Thursday, February 9, 2012
The Office of Federal Contracts Compliance Programs has extended the comment period for for its proposed rule to revise regulations implementing Section 503 of the Rehabilitation Act of 1973, which obligates most federal contractors and subcontractors to ensure equal employment opportunity for qualified workers with disabilities.
From the press release:
On Dec. 9, 2011, OFCCP published a notice of proposed rulemaking in 76 Federal Register 77056 with a comment period originally set to end on Feb. 7, 2012. After reviewing requests for an extension, OFCCP has extended the comment period by 14 days until Tuesday, Feb. 21. This action will provide additional time for interested parties to analyze the issues raised in the proposal and to provide their comments.
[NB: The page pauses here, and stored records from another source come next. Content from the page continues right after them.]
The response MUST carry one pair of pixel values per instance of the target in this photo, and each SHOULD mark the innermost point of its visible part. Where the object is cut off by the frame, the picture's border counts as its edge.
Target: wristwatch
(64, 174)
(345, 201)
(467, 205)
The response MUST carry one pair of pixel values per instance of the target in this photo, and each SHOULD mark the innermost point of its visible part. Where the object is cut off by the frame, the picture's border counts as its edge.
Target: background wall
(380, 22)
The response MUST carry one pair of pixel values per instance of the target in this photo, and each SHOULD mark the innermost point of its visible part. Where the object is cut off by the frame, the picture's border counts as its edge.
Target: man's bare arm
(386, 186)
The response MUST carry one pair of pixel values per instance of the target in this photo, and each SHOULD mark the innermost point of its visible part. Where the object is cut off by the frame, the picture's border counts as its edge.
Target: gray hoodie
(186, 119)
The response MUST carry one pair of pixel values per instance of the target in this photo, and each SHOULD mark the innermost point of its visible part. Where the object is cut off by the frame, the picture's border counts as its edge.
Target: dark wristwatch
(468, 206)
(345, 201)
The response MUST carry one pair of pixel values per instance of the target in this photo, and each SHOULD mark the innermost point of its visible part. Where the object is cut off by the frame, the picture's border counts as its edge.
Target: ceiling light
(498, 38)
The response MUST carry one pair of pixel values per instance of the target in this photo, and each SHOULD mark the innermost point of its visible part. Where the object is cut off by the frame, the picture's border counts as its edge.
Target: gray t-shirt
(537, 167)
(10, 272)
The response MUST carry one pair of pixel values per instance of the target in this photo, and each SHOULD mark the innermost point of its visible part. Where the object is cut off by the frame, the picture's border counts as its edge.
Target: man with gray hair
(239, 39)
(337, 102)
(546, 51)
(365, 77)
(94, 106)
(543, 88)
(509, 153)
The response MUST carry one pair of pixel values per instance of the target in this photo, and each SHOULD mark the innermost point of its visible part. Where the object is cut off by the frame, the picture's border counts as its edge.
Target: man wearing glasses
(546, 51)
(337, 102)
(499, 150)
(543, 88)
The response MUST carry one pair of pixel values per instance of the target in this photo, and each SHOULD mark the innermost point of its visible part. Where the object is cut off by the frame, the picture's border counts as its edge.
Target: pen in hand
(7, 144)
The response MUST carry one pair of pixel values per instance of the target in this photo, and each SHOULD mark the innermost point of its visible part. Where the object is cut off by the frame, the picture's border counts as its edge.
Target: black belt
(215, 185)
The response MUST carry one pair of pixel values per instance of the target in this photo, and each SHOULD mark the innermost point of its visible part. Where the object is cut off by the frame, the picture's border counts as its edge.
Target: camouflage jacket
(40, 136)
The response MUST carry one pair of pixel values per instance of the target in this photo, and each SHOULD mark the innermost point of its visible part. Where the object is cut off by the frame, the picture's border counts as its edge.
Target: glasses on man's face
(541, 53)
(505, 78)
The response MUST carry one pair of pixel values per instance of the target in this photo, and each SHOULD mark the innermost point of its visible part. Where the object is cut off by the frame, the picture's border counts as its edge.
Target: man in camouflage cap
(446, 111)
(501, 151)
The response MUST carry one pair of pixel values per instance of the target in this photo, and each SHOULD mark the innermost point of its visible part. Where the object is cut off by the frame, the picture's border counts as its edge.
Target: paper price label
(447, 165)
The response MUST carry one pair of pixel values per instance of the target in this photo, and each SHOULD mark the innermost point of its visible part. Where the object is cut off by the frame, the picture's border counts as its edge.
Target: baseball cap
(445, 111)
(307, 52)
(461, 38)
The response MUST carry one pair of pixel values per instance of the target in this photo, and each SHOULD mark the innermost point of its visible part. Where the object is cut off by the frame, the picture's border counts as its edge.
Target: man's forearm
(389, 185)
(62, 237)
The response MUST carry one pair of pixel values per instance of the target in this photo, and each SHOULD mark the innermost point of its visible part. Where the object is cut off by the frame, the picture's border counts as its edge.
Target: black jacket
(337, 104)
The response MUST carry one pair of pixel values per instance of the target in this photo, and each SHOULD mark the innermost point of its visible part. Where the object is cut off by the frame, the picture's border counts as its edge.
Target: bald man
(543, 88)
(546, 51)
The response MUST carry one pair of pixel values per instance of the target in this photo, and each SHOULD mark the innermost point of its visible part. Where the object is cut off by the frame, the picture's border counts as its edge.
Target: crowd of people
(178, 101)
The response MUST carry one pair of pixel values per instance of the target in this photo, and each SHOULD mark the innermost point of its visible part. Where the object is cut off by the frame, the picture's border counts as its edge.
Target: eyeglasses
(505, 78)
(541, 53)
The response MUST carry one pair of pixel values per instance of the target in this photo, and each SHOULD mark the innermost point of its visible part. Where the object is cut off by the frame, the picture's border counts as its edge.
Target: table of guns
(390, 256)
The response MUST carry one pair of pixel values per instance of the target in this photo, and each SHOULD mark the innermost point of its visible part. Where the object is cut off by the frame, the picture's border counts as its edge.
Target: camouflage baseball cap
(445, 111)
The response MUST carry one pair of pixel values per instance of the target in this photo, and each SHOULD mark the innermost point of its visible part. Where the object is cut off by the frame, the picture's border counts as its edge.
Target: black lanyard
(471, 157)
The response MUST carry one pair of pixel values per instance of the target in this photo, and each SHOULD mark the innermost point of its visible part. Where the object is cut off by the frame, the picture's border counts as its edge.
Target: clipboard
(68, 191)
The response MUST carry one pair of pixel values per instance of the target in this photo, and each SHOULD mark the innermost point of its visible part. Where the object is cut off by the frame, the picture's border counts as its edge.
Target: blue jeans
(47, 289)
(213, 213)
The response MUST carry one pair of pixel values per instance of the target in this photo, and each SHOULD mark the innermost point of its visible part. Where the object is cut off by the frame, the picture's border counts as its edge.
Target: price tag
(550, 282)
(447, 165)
Individuals and organizations who already have submitted comments may use the extension period to revise or add to their original comments.
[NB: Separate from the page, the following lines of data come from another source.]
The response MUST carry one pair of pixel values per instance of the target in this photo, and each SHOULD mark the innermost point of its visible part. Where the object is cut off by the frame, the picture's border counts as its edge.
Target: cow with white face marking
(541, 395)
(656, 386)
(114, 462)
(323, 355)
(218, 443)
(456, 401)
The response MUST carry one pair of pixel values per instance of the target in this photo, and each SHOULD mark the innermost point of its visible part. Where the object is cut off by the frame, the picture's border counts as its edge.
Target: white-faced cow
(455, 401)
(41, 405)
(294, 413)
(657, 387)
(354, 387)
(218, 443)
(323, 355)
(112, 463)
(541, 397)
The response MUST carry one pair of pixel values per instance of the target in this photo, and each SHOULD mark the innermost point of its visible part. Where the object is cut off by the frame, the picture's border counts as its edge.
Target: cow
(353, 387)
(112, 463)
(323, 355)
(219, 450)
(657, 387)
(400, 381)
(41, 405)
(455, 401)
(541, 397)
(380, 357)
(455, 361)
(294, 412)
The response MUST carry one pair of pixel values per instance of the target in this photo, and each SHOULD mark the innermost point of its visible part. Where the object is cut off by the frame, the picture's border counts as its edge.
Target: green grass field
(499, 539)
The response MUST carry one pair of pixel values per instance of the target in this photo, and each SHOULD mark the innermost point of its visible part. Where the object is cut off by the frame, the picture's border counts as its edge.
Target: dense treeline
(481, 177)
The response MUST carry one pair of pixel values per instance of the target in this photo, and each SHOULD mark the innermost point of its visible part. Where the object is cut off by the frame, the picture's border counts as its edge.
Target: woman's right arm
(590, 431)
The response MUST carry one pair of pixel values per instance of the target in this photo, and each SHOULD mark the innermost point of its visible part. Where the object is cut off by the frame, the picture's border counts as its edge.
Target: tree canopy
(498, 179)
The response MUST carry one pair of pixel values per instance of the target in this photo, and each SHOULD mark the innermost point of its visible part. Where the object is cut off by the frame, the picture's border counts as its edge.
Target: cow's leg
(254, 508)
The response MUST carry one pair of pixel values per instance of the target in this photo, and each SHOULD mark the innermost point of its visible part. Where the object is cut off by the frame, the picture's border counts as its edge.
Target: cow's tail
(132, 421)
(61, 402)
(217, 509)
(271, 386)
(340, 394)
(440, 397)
To learn more about the proposed rule and submit comments, visit http://www.dol.gov/ofccp/503. The rule proposed by OFCCP would strengthen the affirmative action and reporting obligations of federal contractors by requiring them to set a hiring goal of having 7 percent of their employees be qualified workers with disabilities. The proposed changes also detail mandatory actions contractors would have to take in the areas of recruitment, training, record-keeping and dissemination of affirmative action policies ‒ obligations similar to those that have long been required to promote workplace equality for women and minorities. In addition, the rule would clarify OFCCP’s expectations of contractors by providing specific guidance on how to comply with the law.
Parties who filed comments previously may supplement or submit additional comments during the extended comment period. Parties interested in commenting can view the NPRM and submit comments by using the Federal eRulemaking Portal www.regulations.gov and referencing RIN 1250-AA02. This is another great opportunity to have students participate in the rulemaking process.